We continue to see preventable cases of hepatitis B, pneumonia and shingles, the latter of which can cause chronic pain, depression and loss of eyesight.

Some vaccines protect against multiple diseases. For example, the MMR vaccine protects against measles, mumps and rubella. And the pneumococcal vaccines are effective in preventing not just pneumonia but meningitis and other fatal diseases.

People often question the efficacy of yearly influenza immunization and with good reason. It is an imperfect science. However, the current vaccines still provide 40 to 60 percent protection on average.

Vaccine Safety

One of the first things I do when working with new patients is to review their vaccination history. Often, people have a record-keeping challenge in knowing which vaccines they have or have not had. If someone is unsure whether they have had a vaccine or not, it is perfectly safe to get a vaccine again.

For certain diseases, such as measles, mumps, chickenpox and hepatitis A and B, a blood exam known as a titer test can be done to determine if a person is immune to the disease and doesn’t need a vaccine.

For people behind on their vaccines, it is safe to receive several different vaccines during a single visit to their doctor. Also, combination vaccines are as effective as individual vaccines. More information about the safety of vaccines can be found by visiting the CDC site.

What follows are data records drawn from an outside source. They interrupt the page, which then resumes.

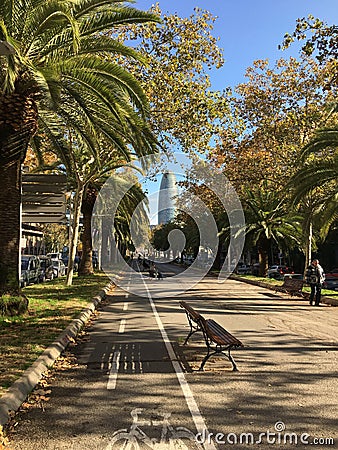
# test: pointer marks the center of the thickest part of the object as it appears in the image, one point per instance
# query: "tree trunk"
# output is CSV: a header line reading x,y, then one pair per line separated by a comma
x,y
263,256
18,123
88,202
75,236
308,248
10,226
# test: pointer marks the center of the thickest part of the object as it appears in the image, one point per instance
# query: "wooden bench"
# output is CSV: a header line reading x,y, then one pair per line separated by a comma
x,y
217,339
194,320
291,286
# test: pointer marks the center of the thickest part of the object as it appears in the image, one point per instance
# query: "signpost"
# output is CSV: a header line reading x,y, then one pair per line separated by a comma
x,y
44,198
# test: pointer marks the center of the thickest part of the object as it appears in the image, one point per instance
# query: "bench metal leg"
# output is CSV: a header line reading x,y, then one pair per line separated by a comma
x,y
193,329
231,359
218,352
191,332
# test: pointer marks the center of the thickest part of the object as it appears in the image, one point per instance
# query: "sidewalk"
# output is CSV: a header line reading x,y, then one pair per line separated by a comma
x,y
20,389
324,299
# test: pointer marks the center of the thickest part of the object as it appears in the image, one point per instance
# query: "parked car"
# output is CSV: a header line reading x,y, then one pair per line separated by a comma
x,y
332,273
54,255
331,283
46,268
255,269
243,269
295,276
278,272
30,270
59,268
65,259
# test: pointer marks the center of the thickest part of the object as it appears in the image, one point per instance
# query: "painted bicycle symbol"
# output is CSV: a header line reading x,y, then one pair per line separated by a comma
x,y
179,438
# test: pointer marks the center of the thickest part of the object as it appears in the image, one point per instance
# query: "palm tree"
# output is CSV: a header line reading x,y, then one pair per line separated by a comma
x,y
60,74
269,219
315,185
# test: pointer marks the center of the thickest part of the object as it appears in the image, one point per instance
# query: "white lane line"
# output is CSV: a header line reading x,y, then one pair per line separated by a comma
x,y
122,325
114,371
189,398
115,363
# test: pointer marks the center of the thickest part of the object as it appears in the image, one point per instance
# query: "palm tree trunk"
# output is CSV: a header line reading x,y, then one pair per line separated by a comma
x,y
308,248
75,237
86,263
88,203
18,123
263,256
10,227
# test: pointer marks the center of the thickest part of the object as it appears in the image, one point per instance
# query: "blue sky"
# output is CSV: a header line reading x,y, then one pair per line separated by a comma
x,y
249,29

The accompanying chart outlines the most commonly recommended vaccines for adults. Your doctor may suggest additional vaccinations if you have specific health conditions. Many physician offices participate in the Florida SHOTS™ program, a statewide, centralized online immunization information system that tracks vaccines for children and adults.

 

Adult Vaccine

Indications

 

Measles, mumps, rubella (MMR)

Recommended if you were born in 1957 or later and have no history of having measles or the vaccine. Two doses are recommended if traveling overseas.

Chickenpox (varicella)

Recommended if you were born in 1980 or later

and have no history of having chickenpox or the vaccine.

Flu (influenza)

An annual flu shot is recommended for all adults, even during pregnancy.

 

Hepatitis A

 

Recommended for average-risk individuals wishing to reduce their risk of hepatitis A as well as those with chronic liver disease or those who are traveling internationally.

 

Hepatitis B

 

Recommended for average-risk individuals wishing to reduce their risk of hepatitis B as well as those with type 2 diabetes or chronic liver disease (or those traveling to certain countries).

 

HPV (human papillomavirus)

 

Recommended for men and women up to the age of 26 if not vaccinated during childhood (aged 9-15) and women/men aged 27-45 based on shared clinical decision-making.

Pneumococcal conjugate (PCV13)

 

Recommended for all adults at age 65. More specifically, those who are immunocompromised or have high-risk situations, such as cochlear implants or sickle cell disease, recommended before age 65. For average-risk adults at age 65, PCV13 administration should be based on shared clinical decision-making.

Pneumococcal polysaccharide (PPSV23)

 

Recommended for all adults at age 65. A first dose is recommended before age 65 for higher-risk individuals with chronic health conditions such as heart disease, diabetes, lung disease or asthma.

 

Shingles

The Shingrix vaccine is recommended for healthy adults age 50 and above to protect against shingles and postherpetic neuralgia. The Shingrix vaccine is recommended even if you have had shingles in the past or were vaccinated with Zostavax.

 

Tdap – Tetanus, diphtheria and pertussis (whooping cough)

Recommended at age 19 or later if not vaccinated as a child. A Td or Tdap booster is recommended every 10 years.